Most of us have probably read a recipe that contained cumin before, or, perhaps for us novice cooks, we’ve at least heard someone else mention they used cumin in their recipe before. But what exactly is it? Where does it come from, what does it taste like and what it is good for? So many questions! So today we’re going to learn a bit about cumin and some of its amazing benefits for our health.
Cumin is a seed that grows on a small plant. The plant has blue-ish green leaves and white or pink flowers. The seeds resemble caraway seeds but they’re lighter in colour and have tiny bristles hardly visible to the naked eye. Cumin is native to the Levant and Upper Egypt although now it grows in most, warm countries, especially India, North Africa, China and the Americas. No need to book a trip though, it’s likely you’ll find it in your local grocer both as a dried seed, or ground into a powder. It has a strong, heavy and warm scent and a powerful, sharp and slightly bitter taste and is rated a 3 on the hotness scale.
It’s likely you’ve come across cumin before in Indian, Eastern, Middle Eastern, Mexican, Portuguese and Spanish recipes. Cumin is much more than a spice found in your typical curry though, it actually has a ton of amazing health benefits. Here are 10 of our favourites.
Cumin may be helpful for people trying to lose weight. A study involving overweight adults compared the effects of cumin, a weight-loss medication, and a placebo on weight. After 8 weeks, the cumin and weight-loss medication groups both lost significant amounts of weight. People in the cumin group also experienced a decrease in their insulin levels.

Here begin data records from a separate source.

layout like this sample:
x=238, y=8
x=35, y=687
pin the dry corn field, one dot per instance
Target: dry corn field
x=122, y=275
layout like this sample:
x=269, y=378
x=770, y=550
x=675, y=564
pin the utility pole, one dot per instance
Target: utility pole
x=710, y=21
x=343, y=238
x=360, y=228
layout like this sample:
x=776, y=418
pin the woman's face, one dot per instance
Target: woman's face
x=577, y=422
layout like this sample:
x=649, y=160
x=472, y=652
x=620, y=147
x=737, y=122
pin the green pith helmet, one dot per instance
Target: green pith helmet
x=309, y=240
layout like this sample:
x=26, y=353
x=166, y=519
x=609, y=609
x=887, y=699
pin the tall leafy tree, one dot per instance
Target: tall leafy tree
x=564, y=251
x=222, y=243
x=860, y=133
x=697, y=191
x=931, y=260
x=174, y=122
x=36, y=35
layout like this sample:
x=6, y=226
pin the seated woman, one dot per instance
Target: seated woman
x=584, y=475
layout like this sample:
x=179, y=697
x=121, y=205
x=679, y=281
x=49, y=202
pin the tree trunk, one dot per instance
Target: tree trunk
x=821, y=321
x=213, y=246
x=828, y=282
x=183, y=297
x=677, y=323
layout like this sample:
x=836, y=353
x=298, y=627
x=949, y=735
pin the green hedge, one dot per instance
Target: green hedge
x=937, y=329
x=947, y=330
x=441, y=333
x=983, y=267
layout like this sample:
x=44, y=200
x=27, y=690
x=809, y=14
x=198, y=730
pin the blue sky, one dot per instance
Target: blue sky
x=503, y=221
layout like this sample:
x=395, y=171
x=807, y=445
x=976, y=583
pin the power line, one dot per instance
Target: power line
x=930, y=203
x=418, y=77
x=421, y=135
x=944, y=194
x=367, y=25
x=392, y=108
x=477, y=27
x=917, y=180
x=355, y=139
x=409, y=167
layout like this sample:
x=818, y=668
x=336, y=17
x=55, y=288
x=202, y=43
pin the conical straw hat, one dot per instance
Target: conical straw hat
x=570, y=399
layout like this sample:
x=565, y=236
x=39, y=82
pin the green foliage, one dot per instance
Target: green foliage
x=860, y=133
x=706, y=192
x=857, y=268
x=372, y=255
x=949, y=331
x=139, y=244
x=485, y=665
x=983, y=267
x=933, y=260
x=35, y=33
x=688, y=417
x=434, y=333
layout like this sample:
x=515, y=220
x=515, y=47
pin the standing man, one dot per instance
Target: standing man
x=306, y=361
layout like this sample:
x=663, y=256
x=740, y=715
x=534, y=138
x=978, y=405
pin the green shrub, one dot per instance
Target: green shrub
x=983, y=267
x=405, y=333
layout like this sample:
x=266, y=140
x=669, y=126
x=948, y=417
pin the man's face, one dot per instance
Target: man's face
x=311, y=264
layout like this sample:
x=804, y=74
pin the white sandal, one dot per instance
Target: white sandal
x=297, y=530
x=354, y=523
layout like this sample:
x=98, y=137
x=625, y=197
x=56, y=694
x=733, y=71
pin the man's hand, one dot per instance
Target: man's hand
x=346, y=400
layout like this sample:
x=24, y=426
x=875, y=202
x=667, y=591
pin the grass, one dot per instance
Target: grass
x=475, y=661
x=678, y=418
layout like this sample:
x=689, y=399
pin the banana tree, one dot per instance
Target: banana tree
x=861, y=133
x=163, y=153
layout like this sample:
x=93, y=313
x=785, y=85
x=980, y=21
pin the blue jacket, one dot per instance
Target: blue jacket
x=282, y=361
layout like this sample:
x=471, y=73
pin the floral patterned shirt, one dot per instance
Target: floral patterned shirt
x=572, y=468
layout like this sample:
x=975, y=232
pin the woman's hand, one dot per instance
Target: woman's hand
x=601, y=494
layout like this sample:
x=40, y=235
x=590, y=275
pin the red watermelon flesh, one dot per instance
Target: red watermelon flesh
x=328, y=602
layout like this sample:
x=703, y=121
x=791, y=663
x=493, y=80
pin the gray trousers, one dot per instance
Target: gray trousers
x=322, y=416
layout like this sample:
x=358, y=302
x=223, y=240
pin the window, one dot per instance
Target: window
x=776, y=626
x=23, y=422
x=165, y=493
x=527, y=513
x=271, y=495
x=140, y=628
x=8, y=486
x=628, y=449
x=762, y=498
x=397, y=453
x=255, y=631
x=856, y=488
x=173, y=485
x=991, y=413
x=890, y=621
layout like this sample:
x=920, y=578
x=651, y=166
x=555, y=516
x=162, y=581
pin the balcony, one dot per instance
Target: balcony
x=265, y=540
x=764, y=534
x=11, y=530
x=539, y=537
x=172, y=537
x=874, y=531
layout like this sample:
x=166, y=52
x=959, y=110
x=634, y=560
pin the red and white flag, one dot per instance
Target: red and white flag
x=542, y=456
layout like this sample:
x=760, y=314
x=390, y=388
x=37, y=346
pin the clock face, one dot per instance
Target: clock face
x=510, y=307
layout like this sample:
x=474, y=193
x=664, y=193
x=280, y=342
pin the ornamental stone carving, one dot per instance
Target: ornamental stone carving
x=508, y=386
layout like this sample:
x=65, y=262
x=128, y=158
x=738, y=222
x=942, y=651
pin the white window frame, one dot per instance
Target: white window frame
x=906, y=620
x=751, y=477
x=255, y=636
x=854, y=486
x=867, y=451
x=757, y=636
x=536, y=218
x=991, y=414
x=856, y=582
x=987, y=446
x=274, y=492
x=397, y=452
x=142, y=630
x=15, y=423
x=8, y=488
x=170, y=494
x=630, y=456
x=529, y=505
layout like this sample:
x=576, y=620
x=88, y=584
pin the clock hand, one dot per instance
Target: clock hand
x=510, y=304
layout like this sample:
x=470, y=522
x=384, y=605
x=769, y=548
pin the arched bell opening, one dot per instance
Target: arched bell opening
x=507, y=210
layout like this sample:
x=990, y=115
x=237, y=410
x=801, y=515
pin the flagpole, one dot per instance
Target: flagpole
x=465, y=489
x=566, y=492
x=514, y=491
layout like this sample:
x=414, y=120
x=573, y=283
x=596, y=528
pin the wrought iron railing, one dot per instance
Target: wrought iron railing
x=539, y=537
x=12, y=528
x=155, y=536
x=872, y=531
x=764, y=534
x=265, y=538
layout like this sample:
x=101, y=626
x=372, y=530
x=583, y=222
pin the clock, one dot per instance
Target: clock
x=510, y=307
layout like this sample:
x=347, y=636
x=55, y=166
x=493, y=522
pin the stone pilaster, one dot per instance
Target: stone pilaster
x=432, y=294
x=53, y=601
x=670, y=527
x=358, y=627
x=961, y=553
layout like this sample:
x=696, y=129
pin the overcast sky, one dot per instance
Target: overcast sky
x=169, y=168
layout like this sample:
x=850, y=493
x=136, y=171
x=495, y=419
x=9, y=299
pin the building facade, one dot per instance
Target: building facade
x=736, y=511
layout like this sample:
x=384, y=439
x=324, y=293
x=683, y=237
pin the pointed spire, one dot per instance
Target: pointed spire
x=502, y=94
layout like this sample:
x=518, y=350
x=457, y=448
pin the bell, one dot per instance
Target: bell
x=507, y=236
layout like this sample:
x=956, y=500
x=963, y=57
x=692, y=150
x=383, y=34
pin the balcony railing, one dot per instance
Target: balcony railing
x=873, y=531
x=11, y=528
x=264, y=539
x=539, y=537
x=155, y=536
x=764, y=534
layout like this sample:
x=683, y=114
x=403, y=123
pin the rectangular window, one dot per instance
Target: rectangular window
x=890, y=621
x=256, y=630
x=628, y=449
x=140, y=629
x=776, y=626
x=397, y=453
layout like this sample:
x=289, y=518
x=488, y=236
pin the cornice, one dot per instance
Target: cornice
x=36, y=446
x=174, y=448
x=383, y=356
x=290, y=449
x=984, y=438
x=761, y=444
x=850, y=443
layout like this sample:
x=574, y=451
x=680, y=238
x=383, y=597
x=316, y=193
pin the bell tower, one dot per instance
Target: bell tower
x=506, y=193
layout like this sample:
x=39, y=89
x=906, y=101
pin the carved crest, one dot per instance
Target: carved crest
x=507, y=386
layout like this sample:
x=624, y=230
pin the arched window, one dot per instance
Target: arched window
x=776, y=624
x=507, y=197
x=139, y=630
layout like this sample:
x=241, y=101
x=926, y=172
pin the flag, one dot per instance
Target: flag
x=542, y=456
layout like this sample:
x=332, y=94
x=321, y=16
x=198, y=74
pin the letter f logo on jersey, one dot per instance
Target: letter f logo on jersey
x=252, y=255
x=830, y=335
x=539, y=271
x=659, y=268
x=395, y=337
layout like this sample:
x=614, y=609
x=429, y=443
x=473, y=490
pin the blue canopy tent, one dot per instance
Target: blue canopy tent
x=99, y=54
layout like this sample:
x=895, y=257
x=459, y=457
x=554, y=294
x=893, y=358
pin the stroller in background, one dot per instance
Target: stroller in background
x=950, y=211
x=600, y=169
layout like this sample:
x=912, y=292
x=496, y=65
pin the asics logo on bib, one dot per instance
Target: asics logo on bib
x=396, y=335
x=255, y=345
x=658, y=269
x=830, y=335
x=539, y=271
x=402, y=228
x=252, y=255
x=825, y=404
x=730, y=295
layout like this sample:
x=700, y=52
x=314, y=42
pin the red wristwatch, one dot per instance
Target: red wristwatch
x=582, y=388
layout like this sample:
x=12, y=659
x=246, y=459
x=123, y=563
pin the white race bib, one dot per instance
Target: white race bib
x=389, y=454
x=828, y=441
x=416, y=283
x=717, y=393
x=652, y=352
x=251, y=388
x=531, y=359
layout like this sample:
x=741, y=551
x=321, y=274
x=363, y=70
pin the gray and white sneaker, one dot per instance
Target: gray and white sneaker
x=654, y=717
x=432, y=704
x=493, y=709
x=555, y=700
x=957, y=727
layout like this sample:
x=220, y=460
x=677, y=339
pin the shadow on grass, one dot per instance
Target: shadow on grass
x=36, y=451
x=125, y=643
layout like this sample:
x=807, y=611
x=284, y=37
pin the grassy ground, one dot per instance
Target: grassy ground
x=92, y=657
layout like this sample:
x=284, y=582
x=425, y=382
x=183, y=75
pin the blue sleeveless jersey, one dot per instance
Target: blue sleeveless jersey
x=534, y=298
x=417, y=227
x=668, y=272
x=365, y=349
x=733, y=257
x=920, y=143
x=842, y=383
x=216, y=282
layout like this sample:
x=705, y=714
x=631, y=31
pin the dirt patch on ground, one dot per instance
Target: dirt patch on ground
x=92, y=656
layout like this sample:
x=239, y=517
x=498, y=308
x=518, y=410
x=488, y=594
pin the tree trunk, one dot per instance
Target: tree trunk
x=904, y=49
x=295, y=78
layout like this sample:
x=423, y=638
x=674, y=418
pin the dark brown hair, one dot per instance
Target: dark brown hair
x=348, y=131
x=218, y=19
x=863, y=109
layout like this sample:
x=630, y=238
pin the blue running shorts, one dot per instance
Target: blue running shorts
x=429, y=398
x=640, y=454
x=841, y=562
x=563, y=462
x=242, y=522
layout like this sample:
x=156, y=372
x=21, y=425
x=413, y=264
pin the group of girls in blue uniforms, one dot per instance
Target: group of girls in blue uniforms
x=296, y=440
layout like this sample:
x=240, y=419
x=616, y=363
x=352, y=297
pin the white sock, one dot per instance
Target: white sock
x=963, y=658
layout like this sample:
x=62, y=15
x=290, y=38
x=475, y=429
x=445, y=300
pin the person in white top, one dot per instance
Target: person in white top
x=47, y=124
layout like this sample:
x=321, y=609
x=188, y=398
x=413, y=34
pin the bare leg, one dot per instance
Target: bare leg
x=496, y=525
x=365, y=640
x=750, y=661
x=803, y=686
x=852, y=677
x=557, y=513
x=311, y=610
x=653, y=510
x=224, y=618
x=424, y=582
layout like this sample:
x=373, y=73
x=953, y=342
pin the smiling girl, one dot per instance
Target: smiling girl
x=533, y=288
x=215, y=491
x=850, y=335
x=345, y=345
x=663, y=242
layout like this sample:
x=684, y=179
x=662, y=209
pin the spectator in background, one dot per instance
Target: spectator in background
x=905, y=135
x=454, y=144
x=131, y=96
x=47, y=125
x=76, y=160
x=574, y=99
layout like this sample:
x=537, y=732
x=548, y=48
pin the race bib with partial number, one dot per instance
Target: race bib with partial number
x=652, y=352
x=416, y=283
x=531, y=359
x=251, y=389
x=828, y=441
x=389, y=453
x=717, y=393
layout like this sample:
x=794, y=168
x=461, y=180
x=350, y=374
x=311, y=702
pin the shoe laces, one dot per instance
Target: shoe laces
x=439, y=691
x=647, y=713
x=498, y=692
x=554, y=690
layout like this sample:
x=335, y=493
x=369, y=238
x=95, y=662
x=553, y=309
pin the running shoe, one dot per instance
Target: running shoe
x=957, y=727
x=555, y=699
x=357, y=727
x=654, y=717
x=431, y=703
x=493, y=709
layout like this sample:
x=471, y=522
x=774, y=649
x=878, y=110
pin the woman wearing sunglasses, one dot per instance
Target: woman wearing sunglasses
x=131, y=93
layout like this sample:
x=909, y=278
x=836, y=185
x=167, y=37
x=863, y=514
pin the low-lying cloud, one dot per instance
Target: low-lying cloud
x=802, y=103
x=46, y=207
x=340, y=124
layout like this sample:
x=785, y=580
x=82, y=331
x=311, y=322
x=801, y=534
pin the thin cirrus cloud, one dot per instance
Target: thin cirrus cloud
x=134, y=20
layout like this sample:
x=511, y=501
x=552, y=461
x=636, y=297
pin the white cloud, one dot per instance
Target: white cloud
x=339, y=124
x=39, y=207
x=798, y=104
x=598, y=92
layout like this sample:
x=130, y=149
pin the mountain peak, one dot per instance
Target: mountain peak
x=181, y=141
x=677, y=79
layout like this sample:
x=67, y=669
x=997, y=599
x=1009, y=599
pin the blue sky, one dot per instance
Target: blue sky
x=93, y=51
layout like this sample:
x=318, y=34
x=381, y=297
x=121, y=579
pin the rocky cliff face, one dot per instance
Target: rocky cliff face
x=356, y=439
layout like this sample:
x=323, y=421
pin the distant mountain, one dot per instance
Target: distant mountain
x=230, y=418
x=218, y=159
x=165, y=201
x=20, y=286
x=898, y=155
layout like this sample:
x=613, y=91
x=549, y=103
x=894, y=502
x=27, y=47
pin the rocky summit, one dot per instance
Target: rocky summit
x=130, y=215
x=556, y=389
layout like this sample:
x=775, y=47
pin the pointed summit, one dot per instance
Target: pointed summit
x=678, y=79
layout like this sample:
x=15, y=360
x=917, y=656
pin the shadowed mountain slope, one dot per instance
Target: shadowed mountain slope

The previously mentioned study in overweight and obese women also found that consuming 3 g of cumin powder per day resulted in lower total cholesterol, LDL or “bad” cholesterol, and triglyceride levels. The women who consumed the cumin powder also had higher HDL or “good” cholesterol levels.
Aids in Digestion
Thymol, a compound in cumin, is known to stimulate the glands that secrete acids, bile and enzymes. This stimulation is responsible for the digestion of food in the stomach and intestines.
Boosts your Immune System
The presence of vitamin C in cumin seeds helps boost your immune system. Vitamin C is beneficial for fighting inflammation, lowering blood pressure, reducing the risk of stroke and heart attack, fighting oxidative stress that leads to cancer, and promoting healthy skin.
Promotes Healthy Skin
The presence of vitamin E in cumin seeds acts as an antioxidant. Vitamin E helps to strengthen the capillary walls in the skin. It improves moisture and elasticity, acting as a natural anti-ageing nutrient. Studies have shown that vitamin E helps to reduce inflammation both within your body and on the skin, helping to maintain healthy, youthful skin.
Cumin contains vitamins C and A, both of which have anticarcinogenic properties. Vitamin A, for example, is known to help boost the immune system and prevent oxidative stress. According to a study conducted at the University of York, vitamin A intake could help treat several forms of cancer thanks to the vitamin’s ability to control malignant cells in the body.
Cumin seed components are good detoxifying agents. They contain cuminaldehyde, thymol and phosphorus which helps your body detox through urination and excretion. It’s important for kidney function, and the kidneys serve several essential regulatory roles.
High Source of Iron
Cumin seeds are a nutritious additive for people with anaemia. Anaemia is related to a problem with the hemoglobin cell that carries oxygen throughout the body. When the body is unable to get enough oxygen to the cells and tissues, it feels weak and fatigued. Because of the presence of iron in cumin seeds, it serves as a natural cure for anaemia and combats symptoms such as fatigue, anxiety, cognitive malfunction and digestive issues.
High Source of Bone-Strengthening Calcium
Calcium is used for nerve transmission, blood clotting, hormone secretion, muscle contraction and reducing blood pressure. Calcium-rich foods, like cumin seeds, help to relax sore muscles; in fact, getting enough calcium is critical for teens and people in their early 20s because that is when bones are solidifying and the body is achieving its peak bone mass. The greater the peak bone mass, the longer one can delay osteoporosis or loss of bone mass at a later age.
Many adults experience insomnia at some point, but some people have long-term (chronic) insomnia. Some primary causes of insomnia include stress, indigestion, pain and medical conditions. Fortunately, proper intake of vitamins, particularly B-complex vitamins, and maintaining good digestion are ways to treat insomnia without drugs. Cumin aids digestion, relieving bloating and discomfort, which can make you restless and unable to sleep. Additionally, cumin seeds are known to ease the mind and treat cognitive disorders.